Ce budget "ambitieux", selon l’entourage de la ministre du Travail, est dirigé en particulier vers "les jeunes et les personnes les plus éloignées de l’emploi". Concernant les premiers, 2 milliards d’euros seront fléchés sur l’insertion des jeunes afin de "maintenir" les objectifs prévus, à savoir atteindre d’ici à fin 2022, 200.000 garanties jeunes, 45.000 contrats initiative emploi (CIE) et 420.000 Pacea (parcours contractualisé d’accompagnement vers l’emploi et l’autonomie). Il faudra en revanche attendre encore un peu pour en savoir plus sur le revenu d’engagement pour les jeunes de 16 à 25 ans, "les arbitrages sont toujours en cours", a prévenu le 22 septembre le cabinet d’Elisabeth Borne. Dès lors les crédits du ministère ont "vocation à évoluer".

De même, si aucune subvention exceptionnelle n’est à ce stade prévue dans le PLF 2022 pour France compétences comme en 2021, un point sur la situation financière de la structure de financement de la formation professionnelle et de l’apprentissage aura lieu en fin d’année. Le PLF prévoit toutefois 1 milliard d’euros en autorisation d’engagement au titre des aides accordées pour l’embauche d’apprentis qui sont prolongées jusqu’au 30 juin 2022, auxquels s’ajoutent les 500 millions en crédits de paiement.

3 milliards d’euros pour le PIC

Le PLF 2022 prévoit également un "renforcement des dispositifs d’insertion pour les publics les plus fragiles". Ainsi, 1,3 milliard seront attribués à l’insertion par l’activité économique afin d’atteindre 240.000 contrats d’ici à fin 2022, et 425 millions pour financer des aides aux postes en entreprises adaptées. Le dispositif des emplois francs bénéficiera de 387 millions d’euros et 35 millions contribueront au financement de l’élargissement de l’expérimentation des "territoires zéro chômeurs de longue durée" prévu par la loi du 14 décembre 2020.

En matière de formation, le Plan d’investissement dans les compétences (PIC) s’arroge une enveloppe conséquente de 3 milliards d’euros dans le but de faire rentrer en formation 510.000 jeunes et demandeurs d’emploi peu qualifiés.

Plus accessoirement, 12 millions d’euros seront consacrés à l’accompagnement de la mise en œuvre des mesures en faveur de la santé et la prévention au travail prévu dans la loi du 2 août 2021.

 

Répartition des 500 millions d’euros de nouveaux crédits dans le cadre de la mission relance du plan de relance :

175 millions affectés à Pôle emploi (majoration de la subvention pour charge de service public).

110 millions pour la revalorisation de la rémunération des stagiaires de la formation professionnelle

215 millions pour le PIC (Plan d’investissement dans les compétences).

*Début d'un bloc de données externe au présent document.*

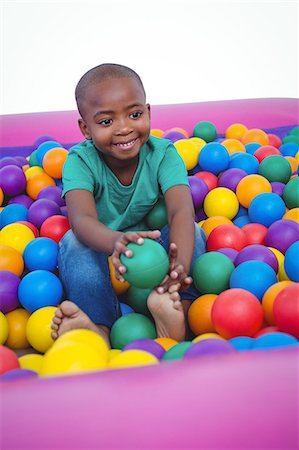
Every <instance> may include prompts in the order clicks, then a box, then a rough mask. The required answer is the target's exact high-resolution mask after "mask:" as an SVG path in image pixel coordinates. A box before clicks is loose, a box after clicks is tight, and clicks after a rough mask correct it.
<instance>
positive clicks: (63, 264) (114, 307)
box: [58, 224, 206, 328]
mask: <svg viewBox="0 0 299 450" xmlns="http://www.w3.org/2000/svg"><path fill="white" fill-rule="evenodd" d="M195 230H196V232H195V245H194V253H193V259H192V265H191V269H192V266H193V264H194V262H195V260H196V259H197V258H198V257H199V256H200V255H201V254H202V253H204V252H205V251H206V237H205V233H204V231H203V230H202V228H201V227H199V225H197V224H195ZM158 242H159V243H160V244H161V245H162V246H163V247H164V248H165V250H166V251H167V252H168V248H169V226H168V225H166V226H165V227H163V228H162V230H161V236H160V238H159V239H158ZM59 247H60V251H59V255H58V268H59V276H60V279H61V282H62V284H63V288H64V294H65V298H67V299H69V300H71V301H73V302H74V303H76V304H77V305H78V306H79V308H81V309H82V310H83V311H84V312H85V313H86V314H87V315H88V316H89V317H90V319H91V320H92V321H93V322H94V323H96V324H98V325H105V326H107V327H108V328H111V326H112V325H113V323H114V322H115V321H116V320H117V319H118V318H119V317H120V315H121V313H120V308H119V299H118V297H117V296H116V294H115V292H114V290H113V287H112V284H111V280H110V270H109V264H108V255H107V253H102V252H96V251H94V250H92V249H90V248H89V247H86V245H84V244H82V243H81V242H80V241H78V239H77V238H76V237H75V235H74V233H73V232H72V230H69V231H68V232H67V233H66V234H65V235H64V236H63V238H62V239H61V241H60V244H59ZM180 294H181V297H182V298H183V299H187V300H195V299H196V298H197V297H198V296H199V295H200V294H199V292H198V291H197V290H196V289H195V286H194V284H192V285H191V286H190V287H189V288H188V289H186V290H185V291H181V293H180Z"/></svg>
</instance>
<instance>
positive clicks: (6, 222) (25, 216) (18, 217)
mask: <svg viewBox="0 0 299 450" xmlns="http://www.w3.org/2000/svg"><path fill="white" fill-rule="evenodd" d="M27 218H28V209H27V208H26V206H24V205H20V204H19V203H12V204H11V205H7V206H5V208H3V210H2V211H1V214H0V228H3V227H5V226H6V225H9V224H11V223H15V222H19V221H20V220H25V221H27Z"/></svg>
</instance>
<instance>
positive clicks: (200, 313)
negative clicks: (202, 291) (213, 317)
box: [188, 294, 217, 336]
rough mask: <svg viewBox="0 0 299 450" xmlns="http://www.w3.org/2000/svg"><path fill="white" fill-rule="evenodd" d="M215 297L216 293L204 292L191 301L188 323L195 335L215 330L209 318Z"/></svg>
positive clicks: (211, 332)
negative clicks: (196, 298)
mask: <svg viewBox="0 0 299 450" xmlns="http://www.w3.org/2000/svg"><path fill="white" fill-rule="evenodd" d="M216 297H217V295H216V294H204V295H201V296H200V297H198V298H197V299H196V300H194V302H192V303H191V306H190V308H189V310H188V323H189V327H190V329H191V331H192V332H193V333H194V334H195V335H196V336H198V335H199V334H202V333H213V332H215V331H216V330H215V327H214V325H213V323H212V318H211V313H212V307H213V304H214V301H215V300H216Z"/></svg>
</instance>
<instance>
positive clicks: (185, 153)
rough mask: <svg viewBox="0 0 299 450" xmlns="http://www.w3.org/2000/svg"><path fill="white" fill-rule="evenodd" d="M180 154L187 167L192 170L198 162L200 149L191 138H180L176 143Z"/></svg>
mask: <svg viewBox="0 0 299 450" xmlns="http://www.w3.org/2000/svg"><path fill="white" fill-rule="evenodd" d="M174 146H175V148H176V149H177V152H178V154H179V155H180V157H181V158H182V160H183V161H184V163H185V166H186V169H187V170H191V169H193V168H194V167H195V166H196V165H197V164H198V155H199V149H198V148H197V146H196V144H195V143H194V142H192V141H191V140H190V139H179V140H178V141H176V142H175V143H174Z"/></svg>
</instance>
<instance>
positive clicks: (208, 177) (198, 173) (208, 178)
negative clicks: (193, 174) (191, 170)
mask: <svg viewBox="0 0 299 450" xmlns="http://www.w3.org/2000/svg"><path fill="white" fill-rule="evenodd" d="M194 176H196V177H198V178H201V179H202V180H203V181H204V182H205V183H206V185H207V186H208V189H209V191H211V190H212V189H215V188H216V187H217V186H218V177H217V176H216V175H214V174H213V173H211V172H206V171H204V170H203V171H202V172H197V173H195V174H194Z"/></svg>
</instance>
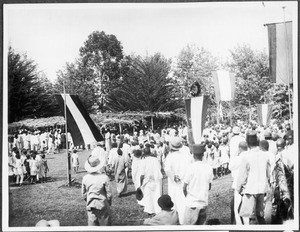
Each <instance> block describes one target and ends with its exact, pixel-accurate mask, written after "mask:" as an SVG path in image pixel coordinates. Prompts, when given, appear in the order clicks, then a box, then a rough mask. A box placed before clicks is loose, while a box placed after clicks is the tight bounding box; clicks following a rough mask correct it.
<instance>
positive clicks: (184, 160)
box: [82, 123, 297, 225]
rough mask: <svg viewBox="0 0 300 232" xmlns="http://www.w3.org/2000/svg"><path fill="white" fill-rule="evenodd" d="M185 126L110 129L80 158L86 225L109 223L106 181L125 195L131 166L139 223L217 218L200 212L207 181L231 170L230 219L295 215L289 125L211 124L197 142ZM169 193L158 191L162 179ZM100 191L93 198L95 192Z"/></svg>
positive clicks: (291, 145)
mask: <svg viewBox="0 0 300 232" xmlns="http://www.w3.org/2000/svg"><path fill="white" fill-rule="evenodd" d="M187 131H188V129H187V127H182V126H174V127H171V128H165V129H163V130H161V131H156V130H154V131H151V130H147V131H144V130H140V131H139V132H134V133H133V134H132V135H129V134H128V133H125V134H121V135H116V134H113V133H111V132H110V131H109V130H107V131H106V133H105V141H101V142H99V143H98V144H97V147H96V148H94V149H93V150H92V151H91V155H90V157H89V158H88V160H87V161H86V163H85V169H86V170H87V172H88V174H87V175H86V176H84V178H83V180H82V194H83V196H84V198H85V200H86V202H87V214H88V225H109V224H110V206H111V198H112V195H111V189H110V181H111V180H112V179H114V181H115V182H116V184H117V192H118V196H119V197H122V196H123V195H126V192H127V183H128V176H129V172H131V176H132V180H133V183H134V186H135V189H136V191H137V192H136V193H137V203H138V204H139V205H141V206H142V207H143V208H144V211H145V212H146V213H148V214H149V216H150V218H149V219H146V220H145V221H144V222H143V223H144V224H145V225H172V224H181V225H190V224H218V223H220V221H219V220H218V219H215V220H208V221H207V214H206V210H207V207H208V195H209V190H210V188H211V183H212V181H213V180H214V179H217V178H221V177H222V176H223V175H227V174H229V173H231V175H232V177H233V184H232V188H233V189H234V196H233V203H234V204H233V205H232V208H231V210H232V215H234V216H233V217H232V223H233V224H282V223H285V222H286V221H290V220H292V219H293V217H294V216H293V203H294V197H293V183H294V182H293V173H294V164H295V162H296V160H297V153H296V152H297V151H296V150H295V147H294V144H293V131H292V130H291V127H290V124H288V123H286V124H283V125H277V124H272V125H270V126H266V127H263V126H259V125H246V124H243V123H241V124H239V125H236V126H234V127H230V126H225V125H214V126H209V127H207V128H206V129H205V130H204V131H203V138H202V142H201V143H199V144H194V145H189V142H188V136H187ZM164 175H166V176H167V178H168V194H167V195H162V188H163V185H162V179H163V176H164ZM95 196H98V197H95Z"/></svg>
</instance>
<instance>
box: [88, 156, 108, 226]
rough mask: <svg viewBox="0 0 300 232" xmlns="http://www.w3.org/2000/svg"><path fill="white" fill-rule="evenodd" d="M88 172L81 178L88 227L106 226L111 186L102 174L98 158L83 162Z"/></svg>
mask: <svg viewBox="0 0 300 232" xmlns="http://www.w3.org/2000/svg"><path fill="white" fill-rule="evenodd" d="M84 167H85V170H86V171H87V172H88V174H87V175H85V176H84V177H83V178H82V196H83V198H84V200H85V201H86V210H87V216H88V226H108V225H110V223H111V222H110V217H111V210H110V206H111V200H112V194H111V186H110V182H109V178H108V176H107V175H106V174H105V173H104V172H102V171H101V170H103V169H102V168H103V163H101V161H100V159H99V157H97V156H90V157H89V158H88V160H87V161H86V162H85V165H84Z"/></svg>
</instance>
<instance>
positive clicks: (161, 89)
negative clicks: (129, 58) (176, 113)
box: [107, 53, 182, 112]
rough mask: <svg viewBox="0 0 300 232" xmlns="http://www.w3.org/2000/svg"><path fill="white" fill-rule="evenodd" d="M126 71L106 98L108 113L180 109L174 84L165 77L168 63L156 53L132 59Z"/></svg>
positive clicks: (152, 111) (173, 109)
mask: <svg viewBox="0 0 300 232" xmlns="http://www.w3.org/2000/svg"><path fill="white" fill-rule="evenodd" d="M130 63H131V65H130V68H129V70H128V72H127V73H126V74H125V75H124V76H123V78H122V80H121V81H120V82H118V83H117V84H115V86H114V89H113V90H112V91H111V93H110V94H109V97H108V99H109V100H108V104H107V106H108V107H109V109H110V110H112V111H127V110H131V111H150V112H157V111H168V110H174V109H176V108H178V107H182V100H181V99H180V98H179V96H178V95H177V94H176V93H177V92H176V90H175V87H174V85H175V81H174V80H173V79H171V78H169V77H168V75H169V72H170V64H171V61H170V60H167V59H166V58H164V57H163V56H162V55H161V54H160V53H156V54H154V55H153V56H146V57H144V58H142V57H141V56H132V57H131V60H130Z"/></svg>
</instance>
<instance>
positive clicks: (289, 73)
mask: <svg viewBox="0 0 300 232" xmlns="http://www.w3.org/2000/svg"><path fill="white" fill-rule="evenodd" d="M282 10H283V22H284V43H285V48H286V51H287V52H286V53H285V59H286V65H287V66H289V65H288V54H287V53H288V46H287V31H286V30H287V29H286V21H285V6H283V7H282ZM286 70H287V76H288V96H289V116H290V123H291V124H292V108H291V91H290V72H289V70H288V67H287V69H286ZM291 127H292V125H291Z"/></svg>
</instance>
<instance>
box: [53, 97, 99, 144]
mask: <svg viewBox="0 0 300 232" xmlns="http://www.w3.org/2000/svg"><path fill="white" fill-rule="evenodd" d="M55 97H56V99H57V102H58V105H59V106H60V109H61V112H63V114H64V94H61V95H55ZM66 106H67V107H66V108H67V127H68V130H69V131H70V133H71V135H72V139H73V143H74V146H80V145H85V146H86V145H87V144H95V143H96V142H97V141H102V140H104V138H103V136H102V135H101V133H100V131H99V129H98V128H97V126H96V125H95V123H94V122H93V120H92V119H91V118H90V116H89V114H88V113H87V111H86V110H85V108H84V106H83V105H82V103H81V101H80V99H79V97H78V95H70V94H66Z"/></svg>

Adaptation de mesures d’urgence en matière d’activité partielle

Lors du conseil des ministres du 22 septembre, la ministre du Travail a présenté une ordonnance portant adaptation de mesures d’urgence en matière d’activité partielle. Celle-ci précise que le bénéfice de l’activité partielle de longue durée (APLD) est ouvert aux salariés en contrat à durée déterminée au titre d’un emploi à caractère saisonnier dès lors qu’ils bénéficient d’une garantie de reconduction de leur contrat de travail (prévue par le contrat ou la convention collective) et aux salariés qui, à défaut d’une garantie de reconduction de leur contrat de travail, ont effectué ou sont en train d’effectuer au moins deux mêmes saisons dans la même entreprise sur deux années consécutives.

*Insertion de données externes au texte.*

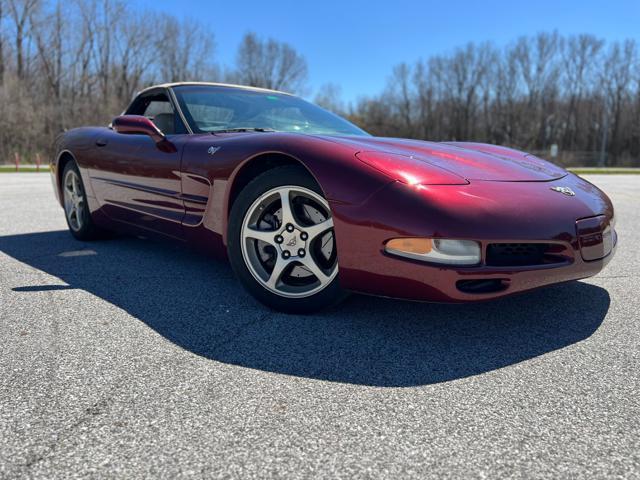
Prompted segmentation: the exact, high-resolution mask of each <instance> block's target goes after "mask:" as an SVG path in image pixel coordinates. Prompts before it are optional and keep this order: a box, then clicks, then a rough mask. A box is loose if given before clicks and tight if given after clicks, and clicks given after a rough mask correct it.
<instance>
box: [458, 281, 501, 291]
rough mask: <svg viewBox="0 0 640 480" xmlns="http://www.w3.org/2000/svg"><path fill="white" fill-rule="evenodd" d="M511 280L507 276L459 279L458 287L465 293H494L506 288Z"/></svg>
mask: <svg viewBox="0 0 640 480" xmlns="http://www.w3.org/2000/svg"><path fill="white" fill-rule="evenodd" d="M508 286H509V280H507V279H506V278H485V279H480V280H458V281H457V282H456V287H457V288H458V290H460V291H461V292H464V293H476V294H478V293H494V292H501V291H502V290H506V289H507V287H508Z"/></svg>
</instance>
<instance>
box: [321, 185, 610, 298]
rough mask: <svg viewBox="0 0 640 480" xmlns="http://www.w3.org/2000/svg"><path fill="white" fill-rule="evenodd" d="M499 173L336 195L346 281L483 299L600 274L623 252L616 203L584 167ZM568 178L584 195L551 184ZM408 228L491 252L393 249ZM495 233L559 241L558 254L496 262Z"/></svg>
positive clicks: (448, 296)
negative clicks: (577, 175) (518, 263)
mask: <svg viewBox="0 0 640 480" xmlns="http://www.w3.org/2000/svg"><path fill="white" fill-rule="evenodd" d="M496 183H497V182H477V183H476V184H472V185H468V186H437V187H429V188H421V189H411V188H409V187H407V186H406V185H399V184H392V185H390V186H389V187H387V188H384V189H383V190H381V191H380V192H378V193H377V194H376V195H374V196H372V197H371V198H370V199H369V200H368V201H367V202H366V203H364V204H362V205H359V206H345V205H332V208H333V214H334V224H335V230H336V240H337V243H338V261H339V265H340V283H341V285H342V286H343V287H344V288H346V289H348V290H352V291H358V292H362V293H367V294H373V295H380V296H387V297H394V298H403V299H411V300H425V301H434V302H470V301H480V300H488V299H492V298H498V297H502V296H505V295H510V294H513V293H517V292H523V291H526V290H531V289H534V288H538V287H541V286H545V285H551V284H555V283H560V282H566V281H569V280H577V279H581V278H586V277H590V276H592V275H595V274H597V273H598V272H599V271H600V270H602V269H603V268H604V266H605V265H606V264H607V263H608V262H609V261H610V260H611V258H612V257H613V255H614V253H615V244H616V243H617V237H616V233H615V230H614V229H613V224H612V220H613V207H612V206H611V202H610V201H609V199H608V198H607V197H606V195H604V193H602V192H601V191H600V190H598V189H597V188H595V187H594V186H593V185H591V184H589V183H588V182H586V181H584V180H582V179H580V178H578V177H575V176H570V178H565V179H562V180H558V181H555V182H532V183H526V184H525V183H521V184H513V183H511V184H508V183H505V184H503V185H496ZM567 183H568V184H569V185H570V186H571V187H572V188H574V190H576V189H578V190H579V191H580V192H581V196H580V197H579V198H569V197H564V196H562V195H560V194H553V192H550V187H552V186H555V185H557V184H560V185H567ZM571 200H574V201H573V202H572V201H571ZM606 229H609V232H610V236H609V239H610V243H609V244H608V245H607V237H606V235H603V234H604V232H605V230H606ZM401 236H424V237H429V238H457V239H469V240H476V241H479V242H480V243H481V245H482V262H481V264H480V265H478V266H470V267H456V266H445V265H436V264H429V263H424V262H420V261H414V260H410V259H405V258H399V257H395V256H391V255H388V254H386V253H385V252H384V247H383V246H384V242H385V241H387V240H388V239H389V238H394V237H401ZM494 243H545V244H549V245H553V247H554V252H555V253H556V254H557V255H556V261H555V262H553V263H549V264H542V265H520V266H490V265H487V261H486V259H487V247H488V246H489V245H490V244H494ZM476 287H477V288H476Z"/></svg>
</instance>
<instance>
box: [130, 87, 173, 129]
mask: <svg viewBox="0 0 640 480" xmlns="http://www.w3.org/2000/svg"><path fill="white" fill-rule="evenodd" d="M127 114H129V115H144V116H145V117H147V118H148V119H149V120H151V121H152V122H153V123H154V124H155V125H156V127H158V128H159V129H160V131H162V133H164V134H165V135H174V134H176V133H186V130H185V128H184V125H183V124H182V121H181V120H180V118H179V117H178V115H177V113H176V112H174V110H173V107H172V106H171V102H170V101H169V98H168V97H167V96H166V95H165V94H164V93H155V94H149V95H145V96H143V97H140V98H138V99H137V100H136V101H135V102H134V103H133V104H132V105H131V107H130V108H129V109H128V110H127Z"/></svg>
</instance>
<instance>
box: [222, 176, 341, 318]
mask: <svg viewBox="0 0 640 480" xmlns="http://www.w3.org/2000/svg"><path fill="white" fill-rule="evenodd" d="M285 185H292V186H299V187H303V188H306V189H309V190H311V191H313V192H315V193H317V194H318V195H320V196H321V197H322V195H323V194H322V191H321V189H320V188H319V186H318V185H317V183H316V182H315V180H314V179H313V178H312V177H311V176H310V175H309V174H308V173H307V172H306V171H305V169H304V168H302V167H298V166H295V165H287V166H282V167H276V168H274V169H272V170H268V171H267V172H265V173H262V174H261V175H259V176H258V177H256V178H255V179H253V180H252V181H251V182H250V183H249V184H247V185H246V186H245V187H244V188H243V189H242V191H241V192H240V194H239V195H238V197H237V198H236V200H235V202H234V203H233V206H232V208H231V213H230V216H229V225H228V235H227V252H228V255H229V260H230V263H231V267H232V268H233V270H234V272H235V274H236V276H237V278H238V279H239V280H240V283H242V285H243V286H244V287H245V288H246V289H247V290H248V291H249V293H251V295H253V296H254V297H255V298H256V299H257V300H259V301H260V302H261V303H263V304H264V305H266V306H268V307H270V308H272V309H274V310H278V311H281V312H285V313H311V312H315V311H318V310H321V309H323V308H327V307H329V306H332V305H335V304H336V303H338V302H340V301H341V300H342V299H344V297H345V296H346V294H345V292H344V291H343V290H342V289H341V288H340V285H339V283H338V275H335V277H334V278H333V280H331V282H330V283H328V284H327V285H326V286H325V287H324V288H323V289H322V290H320V291H319V292H317V293H315V294H312V295H311V296H306V297H303V298H290V297H284V296H281V295H278V294H276V293H273V292H272V291H270V290H268V289H267V288H266V287H265V286H263V284H261V283H260V282H259V281H258V280H256V278H254V276H253V275H252V273H251V271H250V270H249V268H248V267H247V265H246V263H245V259H244V256H243V253H242V246H241V242H242V241H243V240H242V226H243V222H244V219H245V215H247V212H248V211H249V209H250V208H251V206H252V205H253V204H254V202H255V201H256V200H257V199H258V198H259V197H260V196H261V195H263V194H264V193H266V192H268V191H270V190H272V189H274V188H277V187H282V186H285ZM336 261H337V260H336ZM336 268H337V267H336Z"/></svg>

L’ordonnance prolonge par ailleurs un certain nombre de mesures jusqu’au 31 décembre 2022 au plus tard : l’indemnité horaire minimale aux salariés à temps partiel et aux intérimaires, les dispositions relatives à la suspension de la majoration de l’indemnité d’activité partielle en cas de formation des salariés et les mesures relatives au placement en activité partielle de longue durée des salariés protégés.